Canoso, risueño, narigón, Salcedo, director y dueño del periódico, recibió al joven Barclays en el vetusto local del diario y le encomendó que se ocupase de cortar los cables que llegaban estrepitosamente a los teletipos de la página internacional. Rodeado de periodistas veteranos que golpeaban con frenesí sus viejas máquinas de escribir en una sala de redacción que parecía manicomio o cantina o meretricio, Barclays comprendió que había llegado al lugar correcto. Fue así como el virus del periodismo le fue inoculado. Fue así como conoció a los genios.

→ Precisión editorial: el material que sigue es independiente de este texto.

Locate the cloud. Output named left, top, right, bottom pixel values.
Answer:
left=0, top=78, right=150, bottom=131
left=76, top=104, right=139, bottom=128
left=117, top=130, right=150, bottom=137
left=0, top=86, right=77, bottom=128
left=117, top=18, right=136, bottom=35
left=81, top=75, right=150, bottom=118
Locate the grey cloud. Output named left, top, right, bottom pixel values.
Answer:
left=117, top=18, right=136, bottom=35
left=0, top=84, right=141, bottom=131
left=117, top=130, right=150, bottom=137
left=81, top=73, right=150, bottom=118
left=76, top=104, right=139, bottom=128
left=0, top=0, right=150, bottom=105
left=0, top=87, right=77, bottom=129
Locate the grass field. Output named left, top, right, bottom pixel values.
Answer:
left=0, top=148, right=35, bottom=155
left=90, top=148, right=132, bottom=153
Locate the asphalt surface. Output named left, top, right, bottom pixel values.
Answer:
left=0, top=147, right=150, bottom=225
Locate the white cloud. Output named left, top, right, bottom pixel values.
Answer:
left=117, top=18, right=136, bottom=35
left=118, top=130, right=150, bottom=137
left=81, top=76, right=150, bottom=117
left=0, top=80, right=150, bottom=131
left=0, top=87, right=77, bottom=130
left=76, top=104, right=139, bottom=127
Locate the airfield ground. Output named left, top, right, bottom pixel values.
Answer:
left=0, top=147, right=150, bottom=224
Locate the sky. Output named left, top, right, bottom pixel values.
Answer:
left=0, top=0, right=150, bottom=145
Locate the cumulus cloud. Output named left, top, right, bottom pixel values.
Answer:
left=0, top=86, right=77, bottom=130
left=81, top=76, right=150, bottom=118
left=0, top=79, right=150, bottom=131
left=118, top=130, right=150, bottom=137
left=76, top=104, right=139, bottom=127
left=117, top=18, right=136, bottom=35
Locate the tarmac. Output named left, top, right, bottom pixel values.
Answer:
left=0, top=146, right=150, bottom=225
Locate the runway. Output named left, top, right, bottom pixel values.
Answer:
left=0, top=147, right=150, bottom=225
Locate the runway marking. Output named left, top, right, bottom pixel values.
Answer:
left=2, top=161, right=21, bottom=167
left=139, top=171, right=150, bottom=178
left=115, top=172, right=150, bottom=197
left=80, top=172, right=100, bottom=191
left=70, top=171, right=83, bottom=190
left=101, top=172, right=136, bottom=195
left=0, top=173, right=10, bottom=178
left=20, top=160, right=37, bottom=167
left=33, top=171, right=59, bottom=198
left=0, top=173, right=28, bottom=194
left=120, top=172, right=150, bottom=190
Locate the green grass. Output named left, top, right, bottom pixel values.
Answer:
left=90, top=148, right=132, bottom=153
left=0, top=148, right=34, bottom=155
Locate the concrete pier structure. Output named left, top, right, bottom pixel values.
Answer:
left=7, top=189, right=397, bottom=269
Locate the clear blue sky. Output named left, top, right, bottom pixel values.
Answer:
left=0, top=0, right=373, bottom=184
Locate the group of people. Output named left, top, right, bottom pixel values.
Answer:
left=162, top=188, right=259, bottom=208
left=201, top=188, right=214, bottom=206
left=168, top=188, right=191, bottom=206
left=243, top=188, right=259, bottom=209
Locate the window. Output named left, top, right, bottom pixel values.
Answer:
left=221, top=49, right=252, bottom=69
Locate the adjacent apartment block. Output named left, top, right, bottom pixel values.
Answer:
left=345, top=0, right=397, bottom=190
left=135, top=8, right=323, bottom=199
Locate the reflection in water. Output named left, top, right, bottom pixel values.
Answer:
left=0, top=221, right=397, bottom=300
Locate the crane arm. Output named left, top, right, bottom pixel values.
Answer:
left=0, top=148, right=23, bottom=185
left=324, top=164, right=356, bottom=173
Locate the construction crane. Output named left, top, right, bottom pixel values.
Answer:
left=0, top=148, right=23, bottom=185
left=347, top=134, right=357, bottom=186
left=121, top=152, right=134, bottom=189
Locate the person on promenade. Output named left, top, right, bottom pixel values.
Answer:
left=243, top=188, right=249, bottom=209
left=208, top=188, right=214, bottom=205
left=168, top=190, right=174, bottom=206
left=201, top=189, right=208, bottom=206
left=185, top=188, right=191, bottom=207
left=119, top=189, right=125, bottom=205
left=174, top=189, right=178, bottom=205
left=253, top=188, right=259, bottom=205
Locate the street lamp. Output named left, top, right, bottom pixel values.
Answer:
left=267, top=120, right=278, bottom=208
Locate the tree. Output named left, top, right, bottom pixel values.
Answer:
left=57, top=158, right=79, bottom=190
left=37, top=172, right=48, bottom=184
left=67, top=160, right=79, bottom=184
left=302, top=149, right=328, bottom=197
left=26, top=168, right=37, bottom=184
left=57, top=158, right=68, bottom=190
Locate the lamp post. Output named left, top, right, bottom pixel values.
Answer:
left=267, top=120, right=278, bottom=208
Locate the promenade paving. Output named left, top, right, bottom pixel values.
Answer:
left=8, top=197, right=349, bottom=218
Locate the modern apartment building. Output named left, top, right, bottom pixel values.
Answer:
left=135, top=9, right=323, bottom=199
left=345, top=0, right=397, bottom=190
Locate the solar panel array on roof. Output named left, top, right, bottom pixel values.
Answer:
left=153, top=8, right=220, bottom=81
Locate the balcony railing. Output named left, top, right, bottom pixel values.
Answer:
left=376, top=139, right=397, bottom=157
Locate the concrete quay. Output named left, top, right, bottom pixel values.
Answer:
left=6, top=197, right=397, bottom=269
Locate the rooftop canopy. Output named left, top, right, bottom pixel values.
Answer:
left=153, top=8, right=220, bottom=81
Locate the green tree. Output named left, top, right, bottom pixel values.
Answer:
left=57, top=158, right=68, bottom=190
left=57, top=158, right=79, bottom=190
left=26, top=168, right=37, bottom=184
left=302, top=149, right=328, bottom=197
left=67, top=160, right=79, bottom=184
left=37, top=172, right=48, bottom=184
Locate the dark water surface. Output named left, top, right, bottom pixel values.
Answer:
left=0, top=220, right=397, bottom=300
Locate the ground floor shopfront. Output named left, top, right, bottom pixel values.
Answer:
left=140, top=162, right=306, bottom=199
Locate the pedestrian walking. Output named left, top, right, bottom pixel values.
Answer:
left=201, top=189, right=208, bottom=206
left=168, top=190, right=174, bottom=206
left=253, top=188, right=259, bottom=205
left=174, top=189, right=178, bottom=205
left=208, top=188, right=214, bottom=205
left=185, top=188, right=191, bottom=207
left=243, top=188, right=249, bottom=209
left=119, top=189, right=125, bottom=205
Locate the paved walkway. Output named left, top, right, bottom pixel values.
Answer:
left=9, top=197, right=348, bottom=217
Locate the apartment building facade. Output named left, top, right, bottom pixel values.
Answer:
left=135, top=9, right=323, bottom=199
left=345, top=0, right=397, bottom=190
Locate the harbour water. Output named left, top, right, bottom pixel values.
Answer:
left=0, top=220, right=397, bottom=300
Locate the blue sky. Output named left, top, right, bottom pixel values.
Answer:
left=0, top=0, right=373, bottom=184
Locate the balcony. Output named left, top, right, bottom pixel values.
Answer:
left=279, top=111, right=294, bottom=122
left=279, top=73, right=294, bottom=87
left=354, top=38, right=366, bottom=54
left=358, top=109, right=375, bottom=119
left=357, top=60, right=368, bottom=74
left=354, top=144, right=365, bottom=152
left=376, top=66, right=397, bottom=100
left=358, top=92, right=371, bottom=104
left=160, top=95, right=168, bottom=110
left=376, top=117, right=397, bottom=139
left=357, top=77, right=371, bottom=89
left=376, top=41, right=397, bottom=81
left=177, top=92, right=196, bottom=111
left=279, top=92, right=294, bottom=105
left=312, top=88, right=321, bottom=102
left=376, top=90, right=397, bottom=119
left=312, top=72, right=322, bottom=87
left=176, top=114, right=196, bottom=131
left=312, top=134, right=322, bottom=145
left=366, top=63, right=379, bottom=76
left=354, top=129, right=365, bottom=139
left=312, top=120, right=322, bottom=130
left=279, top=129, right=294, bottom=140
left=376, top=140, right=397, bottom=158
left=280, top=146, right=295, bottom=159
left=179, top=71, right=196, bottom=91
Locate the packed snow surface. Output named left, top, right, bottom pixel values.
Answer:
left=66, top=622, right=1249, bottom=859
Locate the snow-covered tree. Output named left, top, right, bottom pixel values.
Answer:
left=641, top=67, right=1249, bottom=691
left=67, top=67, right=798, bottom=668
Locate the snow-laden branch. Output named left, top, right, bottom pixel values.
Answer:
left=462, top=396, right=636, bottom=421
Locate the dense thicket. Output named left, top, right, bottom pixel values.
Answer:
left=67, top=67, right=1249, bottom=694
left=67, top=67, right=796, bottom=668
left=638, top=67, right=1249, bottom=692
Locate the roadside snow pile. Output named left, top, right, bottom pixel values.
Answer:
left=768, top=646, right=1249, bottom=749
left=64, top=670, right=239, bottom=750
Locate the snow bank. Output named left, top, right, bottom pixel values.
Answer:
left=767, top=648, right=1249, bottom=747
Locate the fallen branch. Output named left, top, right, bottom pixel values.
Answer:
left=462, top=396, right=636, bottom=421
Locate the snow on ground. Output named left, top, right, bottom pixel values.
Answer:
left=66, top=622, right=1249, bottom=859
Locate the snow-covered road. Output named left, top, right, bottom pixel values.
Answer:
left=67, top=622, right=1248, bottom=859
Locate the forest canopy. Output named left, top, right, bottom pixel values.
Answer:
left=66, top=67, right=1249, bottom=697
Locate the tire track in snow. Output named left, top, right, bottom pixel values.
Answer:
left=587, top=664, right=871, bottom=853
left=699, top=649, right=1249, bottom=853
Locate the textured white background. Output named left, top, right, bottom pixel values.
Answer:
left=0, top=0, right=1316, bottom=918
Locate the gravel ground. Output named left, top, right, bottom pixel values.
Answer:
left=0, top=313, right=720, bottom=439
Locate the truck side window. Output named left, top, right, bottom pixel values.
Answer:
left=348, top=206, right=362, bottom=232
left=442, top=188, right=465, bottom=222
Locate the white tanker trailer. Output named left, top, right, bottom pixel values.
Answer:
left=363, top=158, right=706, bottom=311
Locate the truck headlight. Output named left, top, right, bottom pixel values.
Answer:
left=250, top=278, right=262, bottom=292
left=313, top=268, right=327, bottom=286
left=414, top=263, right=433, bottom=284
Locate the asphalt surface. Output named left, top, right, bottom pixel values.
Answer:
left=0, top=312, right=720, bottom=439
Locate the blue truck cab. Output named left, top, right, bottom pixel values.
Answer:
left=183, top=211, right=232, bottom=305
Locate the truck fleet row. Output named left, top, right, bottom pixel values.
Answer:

Los genios, así llamados por el jefe de la página editorial, don Jorge Wallace, o los jóvenes turcos, así llamados por el director del diario, eran todos estudiantes de la universidad católica, precoces escritores e intelectuales, promesas de la política, entre los diecinueve y veintiún años, y ocupaban cargos importantes en el periódico. Unos pocos años mayores que Barclays, lo adoptaron inmediatamente como el benjamín de la cofradía. Los genios poseían inteligencias deslumbrantes. Habían sido elegidos y convocados por el líder de la secta, Federico Salcedo, hijo del director del periódico, el único de los genios que no asistía a la universidad católica, pues se declaraba ateo y estudiaba en una universidad pública. Narigón y risueño como su padre, lector infatigable de los clásicos pensadores liberales, adorador de Borges, poeta clandestino, Salcedo pensaba como un liberal extremo y vivía como un libertino: era alcohólico, amanecía en las cantinas del centro, y amaba a las mujeres, no solo a sus novias oficiales y furtivas, sino principalmente a las putas, de las que era amigo y confidente. Era, pues, un poeta beodo y putañero, y sus discípulos genios lo adoraban por su talento intelectual y su vida licenciosa. Dirigía el suplemento dominical del diario. Todas las semanas, invitaba a una puta o a una vedette a las oficinas del suplemento, la hacía bailar en tanga sobre la mesa principal de la redacción, la entrevistaba y le hacía fotos y le daba dos páginas ese domingo. Naturalmente, las putas lo amaban y no le cobraban.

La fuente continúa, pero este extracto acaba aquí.